Because I wouldn’t mind having that look on my face.

The Unknown

It seems to me that everyone believes they know EXACTLY how tomorrow is going to go. Even if they don’t have their day all scheduled out. I believe we all kid ourselves because we are terrified of the unknown. I certainly have been in the past. It’s something I work on daily. Part of it for me is doing my best to stay present in the moment without trying to “steer”my day into a particular direction. As the old saying goes, “Make plans and then watch God laugh at them.”
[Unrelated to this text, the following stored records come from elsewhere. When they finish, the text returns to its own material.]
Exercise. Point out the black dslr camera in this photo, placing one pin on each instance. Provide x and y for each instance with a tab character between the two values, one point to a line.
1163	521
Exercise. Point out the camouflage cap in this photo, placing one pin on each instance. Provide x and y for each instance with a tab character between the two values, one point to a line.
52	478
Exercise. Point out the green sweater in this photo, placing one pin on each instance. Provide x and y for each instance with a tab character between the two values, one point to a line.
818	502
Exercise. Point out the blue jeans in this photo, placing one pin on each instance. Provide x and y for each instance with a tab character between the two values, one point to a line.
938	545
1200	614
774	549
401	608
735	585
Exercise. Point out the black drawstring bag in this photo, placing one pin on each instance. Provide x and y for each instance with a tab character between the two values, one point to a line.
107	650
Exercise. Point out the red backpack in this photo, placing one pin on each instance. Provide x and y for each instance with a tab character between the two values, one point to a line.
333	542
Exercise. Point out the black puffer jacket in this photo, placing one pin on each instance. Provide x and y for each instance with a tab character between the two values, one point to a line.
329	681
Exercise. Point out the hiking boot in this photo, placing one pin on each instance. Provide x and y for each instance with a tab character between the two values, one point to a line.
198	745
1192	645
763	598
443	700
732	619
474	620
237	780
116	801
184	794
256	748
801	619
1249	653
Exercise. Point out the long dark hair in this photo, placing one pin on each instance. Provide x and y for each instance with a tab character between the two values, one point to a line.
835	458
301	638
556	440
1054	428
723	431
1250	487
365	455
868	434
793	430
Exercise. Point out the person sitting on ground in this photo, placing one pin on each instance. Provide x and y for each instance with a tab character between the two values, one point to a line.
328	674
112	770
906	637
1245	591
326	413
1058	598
Don’t get me wrong, I’m not talking about pessimism. I’m referring to allowing each moment to come to you exactly the way it needs to. But, always expect the best. Some will argue that in order to get what you want you have to “take the bull by the horns” and make it happen. I hear that. There is nothing wrong with self-motivation, perseverance, tenacity and effort. What I’m saying is, keep your intentions clear and true and move forward the best way you know possible. Whatever is going to happen after that is going to happen. Just because you think you are controlling every aspect of your day and all the moving parts – that are completely out of your control – doesn’t mean you are.

So, as they say, “Let go and let God”. Or whoever or whatever allows you to cut yourself loose from the binding ties of anxiety, stress and worry. I tell my kids all the time, if I thought it would help to resolve your problem by laying in your bed and crying all night, then do it. But it doesn’t. And you shouldn’t. Let it go into the unknown. There is power in letting go. It frees you up and empowers you to move forward and it allows the universe to bring you what’s next. And in my experience it’s not as bad as your mind creates it to be.

My goal is to live in the unknown all day. I believe the unknown is where the really good creative stuff comes from. The blackness of the unknown.

Here, anything can be the gateway to everything.

Silence

Silence is a precious commodity these days. I don’t think people get enough of it and what is maybe more concerning is they’re not even seeking it out. I have heard it is the space between the bars that holds the tiger in the cage and it is the silence between the notes that help make up the music. If that is true, how are we to process this constant noise in our daily lives with no end in sight? My guess is, not very well.

A friend of mine once entered an anechoic chamber to see how long he could remain in there in absolute silence (It is a room within a room used for testing products and other experiments). It is so quiet that the background noise measured at negative -9 dBA. You can hear your heart beating, your stomach gurgling and even your lungs. He lasted 15 minutes and he though he was going crazy for the first 5-10.

We’re not used to sitting in silence. We’ve been convinced that we need the TV on in the background, our AirPods in our ears while we run or talking incessantly while out in nature. Maybe not. Try turning these devices off, opening your window and listen. You may be pleasantly surprised at what you hear.

More importantly, you may be surprised at what you don’t hear.